Making the Twisty Bits

The tall twisty bits are actually just giant herringbone stitches.  Pick up an EVEN number of beads, we usually used 50, but it can be any number.  One very helpful hint – to make things easier, make the two center beads easily identifiable.  If you are using 50 total, that would be beads 25 and 26.  We usually made them the same color, with 3 or 4 beads of another color on each side.

 This is the first two “stacks” of our twisty section.  You sew them exactly the same way you do the regular rows, they’re just very tall.  See the flat blue-green beads between the yellowish ones in the middle of the loop at the bottom of the picture?  That’s our center marker beads. (NOTE!  on the other two loops shown below, we used the yellow ones as markers.  Not really on purpose, but because I forgot what I had started in the heat of the photographic moment.)

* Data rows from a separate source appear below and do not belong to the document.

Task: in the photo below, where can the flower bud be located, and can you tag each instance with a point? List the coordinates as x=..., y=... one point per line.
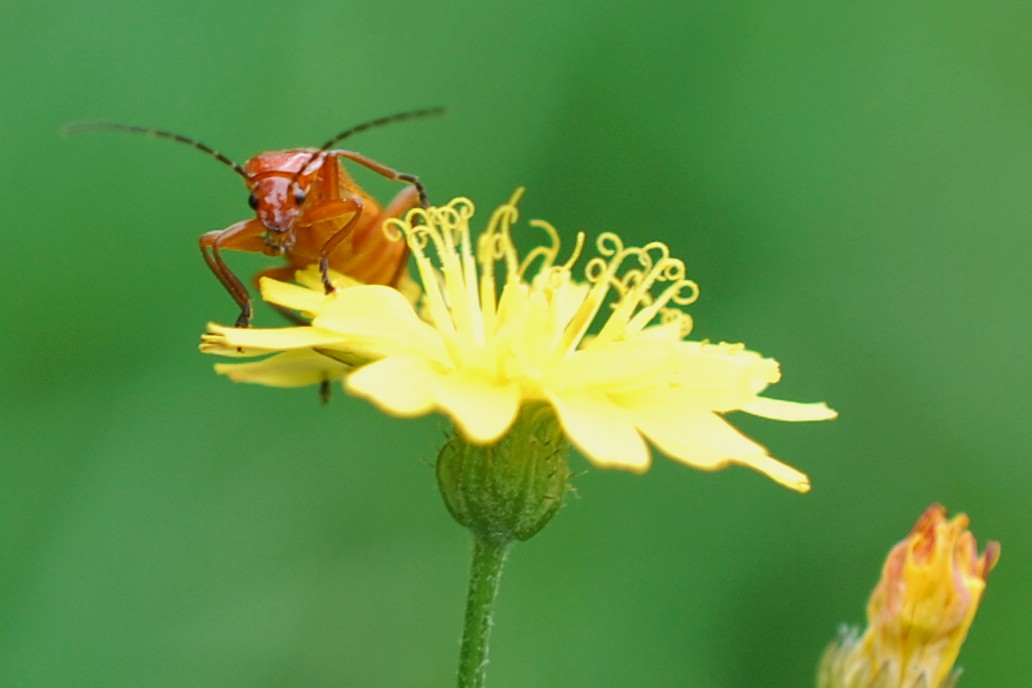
x=918, y=614
x=510, y=489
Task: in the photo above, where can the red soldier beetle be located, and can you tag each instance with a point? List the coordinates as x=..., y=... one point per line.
x=308, y=209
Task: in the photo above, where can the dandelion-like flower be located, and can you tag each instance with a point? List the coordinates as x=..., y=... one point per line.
x=496, y=332
x=920, y=613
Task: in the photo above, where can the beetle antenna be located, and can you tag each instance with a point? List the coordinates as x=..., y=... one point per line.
x=365, y=126
x=160, y=133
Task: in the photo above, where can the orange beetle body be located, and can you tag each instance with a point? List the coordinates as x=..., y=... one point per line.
x=310, y=210
x=336, y=225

 Here we have finished all three stacks, and have done our step up row, just like we do at the end of all herringbone rows.  Notice that we’re coming out the top of one of our center-of-the-stack marker beads.  Pick up two more beads and go down through the other marker bead on the stack, just like a normal herringbone stitch.

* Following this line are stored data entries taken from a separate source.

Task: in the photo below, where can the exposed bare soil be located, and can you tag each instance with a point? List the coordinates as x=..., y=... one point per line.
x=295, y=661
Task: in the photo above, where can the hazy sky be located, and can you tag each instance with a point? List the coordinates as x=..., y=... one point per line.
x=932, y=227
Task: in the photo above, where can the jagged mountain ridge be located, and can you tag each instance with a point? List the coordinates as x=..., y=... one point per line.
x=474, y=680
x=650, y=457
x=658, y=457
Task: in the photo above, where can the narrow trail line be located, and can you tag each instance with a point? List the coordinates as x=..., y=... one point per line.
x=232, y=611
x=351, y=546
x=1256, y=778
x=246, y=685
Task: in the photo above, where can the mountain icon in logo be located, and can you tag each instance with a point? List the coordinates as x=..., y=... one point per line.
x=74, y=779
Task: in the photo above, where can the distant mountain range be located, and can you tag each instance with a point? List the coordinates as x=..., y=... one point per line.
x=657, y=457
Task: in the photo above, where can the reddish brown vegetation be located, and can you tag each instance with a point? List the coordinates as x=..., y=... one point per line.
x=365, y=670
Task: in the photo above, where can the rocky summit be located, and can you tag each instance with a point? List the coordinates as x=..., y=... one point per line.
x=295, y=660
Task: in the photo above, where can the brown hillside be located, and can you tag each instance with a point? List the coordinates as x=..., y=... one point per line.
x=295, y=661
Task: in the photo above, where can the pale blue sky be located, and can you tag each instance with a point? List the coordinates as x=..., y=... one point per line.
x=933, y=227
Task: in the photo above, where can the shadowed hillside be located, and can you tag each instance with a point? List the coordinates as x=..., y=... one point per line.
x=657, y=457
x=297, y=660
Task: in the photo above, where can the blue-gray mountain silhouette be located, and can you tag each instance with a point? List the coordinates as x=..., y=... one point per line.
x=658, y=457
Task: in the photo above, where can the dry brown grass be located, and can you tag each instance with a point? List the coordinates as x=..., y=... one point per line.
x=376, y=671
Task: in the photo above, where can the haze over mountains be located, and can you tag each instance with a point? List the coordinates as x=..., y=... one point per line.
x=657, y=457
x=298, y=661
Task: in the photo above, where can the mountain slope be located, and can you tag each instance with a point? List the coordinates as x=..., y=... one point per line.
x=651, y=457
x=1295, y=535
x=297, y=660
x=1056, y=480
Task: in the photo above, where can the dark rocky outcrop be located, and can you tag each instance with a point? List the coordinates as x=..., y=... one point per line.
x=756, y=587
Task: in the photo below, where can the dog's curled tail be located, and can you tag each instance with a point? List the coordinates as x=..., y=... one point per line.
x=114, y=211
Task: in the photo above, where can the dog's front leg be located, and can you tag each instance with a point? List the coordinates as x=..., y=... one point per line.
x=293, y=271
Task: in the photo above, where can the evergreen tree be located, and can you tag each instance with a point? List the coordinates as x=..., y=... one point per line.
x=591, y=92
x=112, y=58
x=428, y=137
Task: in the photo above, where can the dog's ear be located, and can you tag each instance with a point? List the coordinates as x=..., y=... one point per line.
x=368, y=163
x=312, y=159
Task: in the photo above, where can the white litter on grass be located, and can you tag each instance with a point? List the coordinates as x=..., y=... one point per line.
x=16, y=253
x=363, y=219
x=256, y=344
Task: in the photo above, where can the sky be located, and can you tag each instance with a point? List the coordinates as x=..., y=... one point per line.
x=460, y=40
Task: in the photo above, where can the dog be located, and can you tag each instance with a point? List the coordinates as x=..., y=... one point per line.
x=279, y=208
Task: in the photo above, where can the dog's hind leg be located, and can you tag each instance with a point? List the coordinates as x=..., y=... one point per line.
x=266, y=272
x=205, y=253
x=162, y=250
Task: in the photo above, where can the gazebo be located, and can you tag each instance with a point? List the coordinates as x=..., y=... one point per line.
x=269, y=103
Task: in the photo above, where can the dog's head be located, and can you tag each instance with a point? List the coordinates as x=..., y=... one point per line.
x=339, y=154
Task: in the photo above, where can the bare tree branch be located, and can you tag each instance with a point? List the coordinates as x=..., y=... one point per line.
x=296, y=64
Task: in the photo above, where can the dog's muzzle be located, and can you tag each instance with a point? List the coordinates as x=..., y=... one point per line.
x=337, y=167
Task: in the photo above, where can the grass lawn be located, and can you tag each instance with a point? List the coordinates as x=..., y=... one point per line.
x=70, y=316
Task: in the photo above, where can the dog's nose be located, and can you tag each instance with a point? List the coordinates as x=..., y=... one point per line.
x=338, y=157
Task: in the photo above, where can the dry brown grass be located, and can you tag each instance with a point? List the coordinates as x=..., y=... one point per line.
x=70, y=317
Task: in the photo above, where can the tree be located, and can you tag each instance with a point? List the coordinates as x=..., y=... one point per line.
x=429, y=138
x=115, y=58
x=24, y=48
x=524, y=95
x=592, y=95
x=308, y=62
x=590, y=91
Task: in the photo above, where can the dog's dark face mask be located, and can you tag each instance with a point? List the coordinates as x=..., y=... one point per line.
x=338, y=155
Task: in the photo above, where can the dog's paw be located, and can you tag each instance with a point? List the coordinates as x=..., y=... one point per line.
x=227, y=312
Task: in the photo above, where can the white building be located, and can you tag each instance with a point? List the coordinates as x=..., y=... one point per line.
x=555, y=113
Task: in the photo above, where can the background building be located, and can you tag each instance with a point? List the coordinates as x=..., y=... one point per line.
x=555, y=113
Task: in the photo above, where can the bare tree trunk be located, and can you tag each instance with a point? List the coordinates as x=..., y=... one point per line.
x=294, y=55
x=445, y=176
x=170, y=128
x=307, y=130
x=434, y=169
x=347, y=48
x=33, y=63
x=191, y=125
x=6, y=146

  Twist the stack you are working on (where your thread is coming out) two or three times, then twist the NEXT stack the same number of times in the same direction.  Be careful to watch where everything is going, and keep them twisted.  (It’s PERFECTLY legit to tape the suckers together in the correct positions if you feel the need or if they’re fighting it.)  The picture above shows your needle going into the top of that next stack, ready to add two beads and go back down the next beed. 

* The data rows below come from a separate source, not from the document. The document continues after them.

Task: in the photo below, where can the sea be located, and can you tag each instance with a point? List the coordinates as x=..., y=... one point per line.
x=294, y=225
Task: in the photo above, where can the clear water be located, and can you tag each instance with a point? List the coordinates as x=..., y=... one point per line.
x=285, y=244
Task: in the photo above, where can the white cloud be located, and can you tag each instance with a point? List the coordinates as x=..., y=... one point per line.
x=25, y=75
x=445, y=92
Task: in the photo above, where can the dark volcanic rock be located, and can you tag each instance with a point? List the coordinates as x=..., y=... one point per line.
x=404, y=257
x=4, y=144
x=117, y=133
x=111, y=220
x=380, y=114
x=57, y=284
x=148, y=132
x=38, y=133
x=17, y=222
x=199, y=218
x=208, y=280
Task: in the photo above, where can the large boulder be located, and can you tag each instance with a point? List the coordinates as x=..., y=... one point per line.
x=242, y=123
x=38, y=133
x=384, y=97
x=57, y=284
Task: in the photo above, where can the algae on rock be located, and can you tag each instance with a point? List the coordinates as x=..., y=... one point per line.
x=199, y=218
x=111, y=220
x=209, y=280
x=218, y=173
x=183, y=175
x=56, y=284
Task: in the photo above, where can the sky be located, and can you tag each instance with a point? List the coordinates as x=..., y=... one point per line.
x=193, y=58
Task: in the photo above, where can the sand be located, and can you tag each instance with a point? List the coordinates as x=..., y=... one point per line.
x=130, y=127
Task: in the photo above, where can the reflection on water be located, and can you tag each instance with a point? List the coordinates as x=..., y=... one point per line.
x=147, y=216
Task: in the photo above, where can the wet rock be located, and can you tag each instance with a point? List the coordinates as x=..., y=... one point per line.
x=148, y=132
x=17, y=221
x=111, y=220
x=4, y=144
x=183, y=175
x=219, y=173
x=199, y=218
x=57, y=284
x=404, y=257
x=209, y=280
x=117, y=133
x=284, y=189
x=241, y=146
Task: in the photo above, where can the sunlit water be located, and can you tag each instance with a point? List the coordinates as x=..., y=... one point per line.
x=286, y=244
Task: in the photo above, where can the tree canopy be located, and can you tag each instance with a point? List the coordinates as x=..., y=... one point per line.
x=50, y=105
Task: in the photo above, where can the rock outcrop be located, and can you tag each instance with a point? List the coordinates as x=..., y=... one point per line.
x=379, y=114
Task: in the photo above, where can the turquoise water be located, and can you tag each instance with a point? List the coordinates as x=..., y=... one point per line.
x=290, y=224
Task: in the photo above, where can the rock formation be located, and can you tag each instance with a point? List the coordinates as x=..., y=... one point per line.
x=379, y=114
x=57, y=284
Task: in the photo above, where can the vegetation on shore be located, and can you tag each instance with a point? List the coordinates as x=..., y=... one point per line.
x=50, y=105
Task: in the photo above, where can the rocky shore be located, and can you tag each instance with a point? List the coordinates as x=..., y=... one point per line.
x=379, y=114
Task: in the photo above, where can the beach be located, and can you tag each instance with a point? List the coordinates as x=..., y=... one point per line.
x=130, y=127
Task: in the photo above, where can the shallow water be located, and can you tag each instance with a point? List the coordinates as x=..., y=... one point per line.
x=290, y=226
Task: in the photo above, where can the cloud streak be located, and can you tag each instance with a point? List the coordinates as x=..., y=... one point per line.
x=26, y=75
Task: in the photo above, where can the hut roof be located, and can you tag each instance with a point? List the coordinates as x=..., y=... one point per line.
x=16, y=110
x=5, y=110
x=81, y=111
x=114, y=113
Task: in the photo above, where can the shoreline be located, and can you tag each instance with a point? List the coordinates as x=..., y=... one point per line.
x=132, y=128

 And this is where it gets even more fiddly.  We’ve finished adding the two beads (next herringbone stitch) to the second loop, and we need to twist that third loop the same number of times and direction as the other two.  Then we go up through the marker bead in the third loop, add two beads, and back down through the other marker bead.

Work your step-up by going through the top two beads in the top of the first stack (marker and one on top) and you have completed your first twisty!

Don’t worry if one stack is twisted more or less than the others, it won’t be noticeable.  The important thing is that the herringbone tube after this returns to normal.

If you want to reinforce the twists, work another pass of thread through them while you’re weaving in your ends.  Doing it now might make you crazy.